The ITCM-group was established in 2012 at the University of Sussex by Dr Matthias Keller to investigate and employ the interaction of ions and light, and ions with atoms and molecules. It emerged as a result of the merger of the Ion Trap Cavity-QED group (ITCQ) and the Molecular Physics Laboratory (MPL).
Ion Trap Cavity QED Research
The cavity-QED experiments exploit the interaction between single ions and photons to create an interface between the information stored in the atomic ion and light. This interface constitutes an essential building block for a future version of the internet, the quantum internet, in which quantum information is distributed between remote quantum computers.
Another aspect of the research is the use of cavity induced processes to create entanglement – a peculiar correlation of multi-particle quantum systems between local and remote ions. We explore different ion trap cavity systems to implement this. Two systems are based on fibre cavities while conventional mirrors are employed in two other implementations.
Molecular Physics Research
Our understanding of the universe is based on a set of equations which describe the properties of all the constituents of matter and their interactions. The strength of these interactions is described by a set of fundamental constants such as the fine structure constant (describing the strength of the electromagnetic interaction) or the electron-to-proton mass ratio which describes essentially the relative strength between the electromagnetic and strong interaction. Some attempts to create a unified theory of the universe predict that these fundamental constants are subject to change. By measuring changes in molecular transitions and comparison with the appropriate atomic transitions a potential change in the electron-to-proton mass ratio can be detected. At our research group we perform high precision spectroscopy on molecular nitrogen ions and compare the results with transitions within atomic calcium ions, trapped alongside the molecules. In this way we aim to detect any changes of the mass ratio.
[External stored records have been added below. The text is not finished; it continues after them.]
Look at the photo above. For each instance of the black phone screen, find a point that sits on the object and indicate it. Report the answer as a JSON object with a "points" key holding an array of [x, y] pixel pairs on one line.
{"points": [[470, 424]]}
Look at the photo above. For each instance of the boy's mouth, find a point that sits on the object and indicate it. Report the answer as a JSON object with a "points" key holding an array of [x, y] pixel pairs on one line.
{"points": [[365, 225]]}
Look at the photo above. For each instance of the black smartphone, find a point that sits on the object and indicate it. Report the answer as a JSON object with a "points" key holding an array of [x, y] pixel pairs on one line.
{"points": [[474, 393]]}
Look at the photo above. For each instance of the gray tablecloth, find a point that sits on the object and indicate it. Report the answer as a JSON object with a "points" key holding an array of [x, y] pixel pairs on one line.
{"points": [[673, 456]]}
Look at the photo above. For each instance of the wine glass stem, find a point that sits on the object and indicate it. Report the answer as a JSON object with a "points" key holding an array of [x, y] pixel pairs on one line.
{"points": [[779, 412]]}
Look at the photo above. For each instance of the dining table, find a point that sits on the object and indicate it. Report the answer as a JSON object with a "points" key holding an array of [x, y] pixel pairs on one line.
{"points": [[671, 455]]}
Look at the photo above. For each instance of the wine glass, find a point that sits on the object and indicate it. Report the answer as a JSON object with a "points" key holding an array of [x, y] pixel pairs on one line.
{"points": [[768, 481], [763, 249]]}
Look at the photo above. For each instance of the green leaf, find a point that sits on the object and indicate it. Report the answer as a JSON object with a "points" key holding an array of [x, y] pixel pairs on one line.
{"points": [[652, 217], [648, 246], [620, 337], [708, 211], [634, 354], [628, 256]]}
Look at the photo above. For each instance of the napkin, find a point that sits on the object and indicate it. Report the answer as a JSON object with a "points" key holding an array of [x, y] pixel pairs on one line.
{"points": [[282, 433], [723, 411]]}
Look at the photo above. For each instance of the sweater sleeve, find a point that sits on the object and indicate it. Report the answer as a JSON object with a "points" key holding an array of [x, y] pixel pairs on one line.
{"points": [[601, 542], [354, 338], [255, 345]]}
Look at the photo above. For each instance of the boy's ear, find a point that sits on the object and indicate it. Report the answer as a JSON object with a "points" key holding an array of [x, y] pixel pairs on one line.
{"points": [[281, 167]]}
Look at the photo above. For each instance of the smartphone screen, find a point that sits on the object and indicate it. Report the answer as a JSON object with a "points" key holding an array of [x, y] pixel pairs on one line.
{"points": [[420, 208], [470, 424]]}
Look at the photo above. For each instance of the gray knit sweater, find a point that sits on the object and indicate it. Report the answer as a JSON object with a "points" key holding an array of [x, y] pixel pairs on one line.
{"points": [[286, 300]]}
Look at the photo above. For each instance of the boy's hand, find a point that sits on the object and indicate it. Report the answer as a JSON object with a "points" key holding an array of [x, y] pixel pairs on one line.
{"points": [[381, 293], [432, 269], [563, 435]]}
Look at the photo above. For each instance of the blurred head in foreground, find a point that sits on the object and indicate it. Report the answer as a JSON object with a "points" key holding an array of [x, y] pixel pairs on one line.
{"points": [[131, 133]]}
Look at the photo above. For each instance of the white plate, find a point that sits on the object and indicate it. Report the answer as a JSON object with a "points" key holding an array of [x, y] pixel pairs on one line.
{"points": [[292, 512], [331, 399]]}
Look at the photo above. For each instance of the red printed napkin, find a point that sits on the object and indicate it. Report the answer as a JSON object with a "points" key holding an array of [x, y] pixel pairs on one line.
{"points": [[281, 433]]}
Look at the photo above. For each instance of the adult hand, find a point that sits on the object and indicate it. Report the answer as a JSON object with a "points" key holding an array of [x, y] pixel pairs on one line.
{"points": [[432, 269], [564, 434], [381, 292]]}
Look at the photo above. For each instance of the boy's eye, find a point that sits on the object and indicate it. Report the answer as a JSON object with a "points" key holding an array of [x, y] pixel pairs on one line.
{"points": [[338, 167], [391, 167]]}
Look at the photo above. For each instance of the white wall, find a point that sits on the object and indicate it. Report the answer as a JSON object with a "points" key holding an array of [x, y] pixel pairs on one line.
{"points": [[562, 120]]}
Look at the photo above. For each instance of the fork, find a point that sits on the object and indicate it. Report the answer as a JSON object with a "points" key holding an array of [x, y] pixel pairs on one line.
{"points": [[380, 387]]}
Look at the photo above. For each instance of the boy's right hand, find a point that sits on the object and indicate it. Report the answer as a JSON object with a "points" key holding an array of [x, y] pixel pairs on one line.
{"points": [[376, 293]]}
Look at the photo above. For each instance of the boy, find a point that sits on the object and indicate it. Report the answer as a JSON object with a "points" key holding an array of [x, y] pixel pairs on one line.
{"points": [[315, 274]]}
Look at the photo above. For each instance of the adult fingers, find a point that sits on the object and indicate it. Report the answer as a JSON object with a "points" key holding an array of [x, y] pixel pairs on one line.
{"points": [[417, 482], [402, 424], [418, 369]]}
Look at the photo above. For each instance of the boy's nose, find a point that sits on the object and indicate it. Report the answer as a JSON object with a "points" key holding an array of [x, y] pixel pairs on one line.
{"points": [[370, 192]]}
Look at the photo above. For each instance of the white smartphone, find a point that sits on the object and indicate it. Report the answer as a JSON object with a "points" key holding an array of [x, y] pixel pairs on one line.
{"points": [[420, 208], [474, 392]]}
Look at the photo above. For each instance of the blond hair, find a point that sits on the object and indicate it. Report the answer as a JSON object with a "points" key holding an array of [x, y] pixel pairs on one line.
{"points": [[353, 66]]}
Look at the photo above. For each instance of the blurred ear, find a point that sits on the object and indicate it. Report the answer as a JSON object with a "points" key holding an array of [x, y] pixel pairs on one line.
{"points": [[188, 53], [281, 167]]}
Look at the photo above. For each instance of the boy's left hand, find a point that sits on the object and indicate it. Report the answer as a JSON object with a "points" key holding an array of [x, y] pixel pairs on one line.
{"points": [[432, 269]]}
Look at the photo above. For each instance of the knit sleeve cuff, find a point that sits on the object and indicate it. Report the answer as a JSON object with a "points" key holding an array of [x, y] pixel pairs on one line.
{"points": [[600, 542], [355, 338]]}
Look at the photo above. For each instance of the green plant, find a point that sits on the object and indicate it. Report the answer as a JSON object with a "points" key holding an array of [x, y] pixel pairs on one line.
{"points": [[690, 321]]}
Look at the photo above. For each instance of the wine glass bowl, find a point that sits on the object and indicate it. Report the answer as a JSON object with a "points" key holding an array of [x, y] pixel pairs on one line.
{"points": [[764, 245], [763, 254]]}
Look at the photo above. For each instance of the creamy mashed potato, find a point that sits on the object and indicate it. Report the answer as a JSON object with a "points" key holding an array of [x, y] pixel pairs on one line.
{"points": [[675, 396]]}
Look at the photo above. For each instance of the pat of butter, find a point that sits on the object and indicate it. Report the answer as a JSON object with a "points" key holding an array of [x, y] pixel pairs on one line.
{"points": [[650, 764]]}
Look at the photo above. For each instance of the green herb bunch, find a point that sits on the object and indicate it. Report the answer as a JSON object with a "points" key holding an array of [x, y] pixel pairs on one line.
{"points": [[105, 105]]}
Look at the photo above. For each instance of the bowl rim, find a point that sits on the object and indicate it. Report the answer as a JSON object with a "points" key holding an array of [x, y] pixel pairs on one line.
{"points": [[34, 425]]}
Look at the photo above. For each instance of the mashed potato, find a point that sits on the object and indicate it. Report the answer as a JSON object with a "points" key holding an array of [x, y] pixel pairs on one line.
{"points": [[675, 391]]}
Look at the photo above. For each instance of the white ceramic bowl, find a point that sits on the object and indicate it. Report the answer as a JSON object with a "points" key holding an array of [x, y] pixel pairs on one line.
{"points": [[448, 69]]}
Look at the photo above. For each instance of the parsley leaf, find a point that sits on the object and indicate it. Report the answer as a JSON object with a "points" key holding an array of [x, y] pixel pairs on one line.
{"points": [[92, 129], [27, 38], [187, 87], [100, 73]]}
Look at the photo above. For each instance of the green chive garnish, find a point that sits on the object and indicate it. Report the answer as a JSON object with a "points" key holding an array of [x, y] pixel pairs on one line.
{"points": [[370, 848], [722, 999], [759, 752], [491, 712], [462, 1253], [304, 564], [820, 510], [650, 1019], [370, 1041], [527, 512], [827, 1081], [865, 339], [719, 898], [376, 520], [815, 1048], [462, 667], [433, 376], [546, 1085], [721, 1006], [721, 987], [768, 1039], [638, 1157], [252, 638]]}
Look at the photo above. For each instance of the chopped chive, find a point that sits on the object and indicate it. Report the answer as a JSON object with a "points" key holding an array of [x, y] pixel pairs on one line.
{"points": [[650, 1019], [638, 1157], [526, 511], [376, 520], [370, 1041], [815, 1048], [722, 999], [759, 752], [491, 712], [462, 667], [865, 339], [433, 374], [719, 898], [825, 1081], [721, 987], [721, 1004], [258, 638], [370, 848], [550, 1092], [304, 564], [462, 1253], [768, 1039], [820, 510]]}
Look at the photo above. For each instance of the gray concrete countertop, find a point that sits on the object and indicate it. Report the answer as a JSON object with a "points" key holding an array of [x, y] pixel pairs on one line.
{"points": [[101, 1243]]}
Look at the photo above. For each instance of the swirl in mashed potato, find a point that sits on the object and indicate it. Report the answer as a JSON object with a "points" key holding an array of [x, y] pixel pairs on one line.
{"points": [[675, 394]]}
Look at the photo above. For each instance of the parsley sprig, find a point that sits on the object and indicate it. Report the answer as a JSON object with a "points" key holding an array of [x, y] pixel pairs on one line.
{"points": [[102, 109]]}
Additionally, we investigate chemical reactions at ultra cold temperatures that are just a few thousandth of a degree above zero temperature. In this regime, quantum mechanical effects such as tunnelling and submerged barrier reflection become important. By employing trapped molecular ions which are laser cooled through co-trapped atomic ions, a cold molecular target is prepared which then interacts with a slow beam of neutral molecules. This project is in collaboration with Prof Tim Softley.
We are developing techniques to produce cavities formed by laser machined end facets of optical fibres. This is the ultimate miniaturisation of optical cavities which enable the direct coupling of light in and out of optical fibres. Due to the laser machining process we can achieve cavities with low birefringence in combination with long cavity lengths of up to 1mm.
Another technology development aims to miniaturise ion trap set-ups to create portable atomic clocks based on trapped atomic ions. By integrating all optics into the trapping structure.